New Delhi: After allegedly falling foul with RBI, the US-based transport app provider Uber Inc, which offers its services to around 1,200 cab operators in India's 10 top cities, has come under the scanner of the Services Tax Department.
"We have sent a tax enquiry to Uber Inc. So far, they have not paid us a single penny in taxes. We have not sent them a demand notice as they don't have an office in the country, but are operating through their Netherlands arm," Mumbai Service Tax Commissioner SK Solanki told PTI.
When asked what is the quantum of the money they are in default of, Solanki said: "The department has not sent a demand notice to them but an enquiry, seeking clarifications.
"Their headquarters has informed us that some representative from their Netherlands office will meet us. We will issue them a demand notice after getting their response because we are not sure who is liable to pay the tax - Uber or the cabbies. But someone has to pay," he said.
Uber has become popular by offering luxury car rides for a little more than the regular fare.
The service tax notice to Uber makes it the first such demand to a foreign service provider in the e-commerce space in the country.
The San Francisco-based Uber Inc claims to be the world's largest transport app service provider by online aggregation of luxury cab operators, and has been under legal and regulatory lens in almost all the markets it operates in like the home market US, Germany, Britain, Poland, Brazil, Korea, among others. It is present in over 200 cities globally.
In August this year, the Reserve Bank had reportedly asked it to stop receiving payments with single-factor authentication from October 31, which would effectively mean that it will have to shut shop by the end of the month here.
When told that Uber claims it is not in default, Solanki said: "I don't understand how they are different from any other taxi operator like Meru, TabCab etc who all pay service tax. We are very sure that either Uber pay us the tax or cabbies do so. But getting it from some 1,200 cabbies individually is not easy."
When contacted for response, Uber communications head for APAC Region, Evelyn Tay in an email told PTI: "Uber complies with all applicable tax laws, and pays the relevant tax in every territory it operates in. All payments on the Uber system are cashless and fully traceable in an industry that has been notoriously cash-based for years."
The privately held company, set up in March 2009 by Travis Kalanick (chief executive) and Garrett Camp, has Goldman Sachs and Google Ventures among others as investors and offers vehicles for hire, ride-sharing through its app.
Interestingly, despite being an online platform, the company website does not have any contact point for the media, except an email id to reach out to their legal team.
To a query on whether the company has received a tax notice/enquiry from the service tax department here, Tay merely said: "Uber has no new updates/information to offer. We will keep you posted when there's more to share."
Her email said: "Across 10 cities in the country, it employs many local employees, in addition to empowering thousands of driver partners to become small business owners, earning a good living through the Uber platform."
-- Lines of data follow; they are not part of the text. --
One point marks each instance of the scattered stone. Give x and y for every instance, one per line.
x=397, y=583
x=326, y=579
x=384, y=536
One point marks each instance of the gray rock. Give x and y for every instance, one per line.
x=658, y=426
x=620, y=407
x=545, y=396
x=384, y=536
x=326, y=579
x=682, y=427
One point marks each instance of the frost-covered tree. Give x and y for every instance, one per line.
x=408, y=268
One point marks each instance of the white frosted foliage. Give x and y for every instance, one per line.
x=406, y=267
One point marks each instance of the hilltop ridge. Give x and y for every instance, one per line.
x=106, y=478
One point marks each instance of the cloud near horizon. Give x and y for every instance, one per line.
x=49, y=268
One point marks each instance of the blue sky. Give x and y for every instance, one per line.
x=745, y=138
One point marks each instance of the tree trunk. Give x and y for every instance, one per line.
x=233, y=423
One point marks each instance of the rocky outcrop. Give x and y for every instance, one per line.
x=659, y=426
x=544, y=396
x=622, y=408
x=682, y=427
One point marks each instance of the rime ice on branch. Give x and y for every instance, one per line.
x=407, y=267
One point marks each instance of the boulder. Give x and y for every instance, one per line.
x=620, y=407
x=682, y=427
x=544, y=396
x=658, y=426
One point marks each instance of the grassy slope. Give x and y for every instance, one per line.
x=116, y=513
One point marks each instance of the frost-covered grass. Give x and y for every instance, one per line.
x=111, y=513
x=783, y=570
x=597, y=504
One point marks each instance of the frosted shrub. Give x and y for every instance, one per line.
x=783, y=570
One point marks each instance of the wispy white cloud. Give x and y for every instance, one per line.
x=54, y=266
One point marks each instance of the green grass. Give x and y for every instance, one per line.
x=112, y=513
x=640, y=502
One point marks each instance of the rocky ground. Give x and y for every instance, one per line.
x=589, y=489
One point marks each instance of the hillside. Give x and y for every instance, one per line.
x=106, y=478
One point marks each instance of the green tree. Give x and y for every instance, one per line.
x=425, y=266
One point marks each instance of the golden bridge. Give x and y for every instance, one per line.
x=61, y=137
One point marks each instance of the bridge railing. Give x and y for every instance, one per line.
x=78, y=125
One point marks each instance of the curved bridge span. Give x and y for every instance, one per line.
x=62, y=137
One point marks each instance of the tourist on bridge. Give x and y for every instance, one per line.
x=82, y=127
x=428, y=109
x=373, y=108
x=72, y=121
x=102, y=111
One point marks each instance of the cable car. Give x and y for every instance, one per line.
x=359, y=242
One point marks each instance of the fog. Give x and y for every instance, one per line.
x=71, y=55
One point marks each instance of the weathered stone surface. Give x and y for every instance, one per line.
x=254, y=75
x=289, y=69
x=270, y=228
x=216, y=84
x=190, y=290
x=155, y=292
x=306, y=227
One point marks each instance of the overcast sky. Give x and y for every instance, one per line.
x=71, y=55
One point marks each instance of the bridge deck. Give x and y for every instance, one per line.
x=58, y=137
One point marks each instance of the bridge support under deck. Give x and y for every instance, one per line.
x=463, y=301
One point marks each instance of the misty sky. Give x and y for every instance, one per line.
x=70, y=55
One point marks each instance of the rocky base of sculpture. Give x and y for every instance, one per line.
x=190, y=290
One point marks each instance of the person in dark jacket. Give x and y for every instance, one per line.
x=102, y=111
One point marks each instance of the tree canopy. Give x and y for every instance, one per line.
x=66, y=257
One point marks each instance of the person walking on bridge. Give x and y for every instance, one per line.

It may be recalled that the Reserve Bank had reportedly raised "security issues and risk mitigation measures related to card not present (CNP) transactions' circular, which mandates a 'two-factor authentication' where cards are not present.
In case of Uber, the RBI also believes that it results in foreign exchange outgo as payments are made not in rupee.
According to experts, Uber was using a loophole in the RBI rules about credit card payments, which has allowed it to receive payment transactions with foreign exchange outflow to be exempt from the authentication requirement.
The payment flows into Uber's bank outside the country, and then Uber sends the payment back to the taxi driver here, even though the receipt is issued on behalf of the local taxi driver.
The RBI notice came after rival cab operators charged Uber with alleged violation of Foreign Exchange Management Act norms. Following this, the company extended its services to lower-end cars at cheaper rates as well.
Uber users register their credit card details with it, which uses it to charge for rides. Payment is done by credit card without the need for cumbersome two-factor authentication, which requires users to key in a PIN as it operates through an overseas payment gateway.
Cabbies and owners enter into tie-ups with Uber, for which it charges a 20 per cent commission.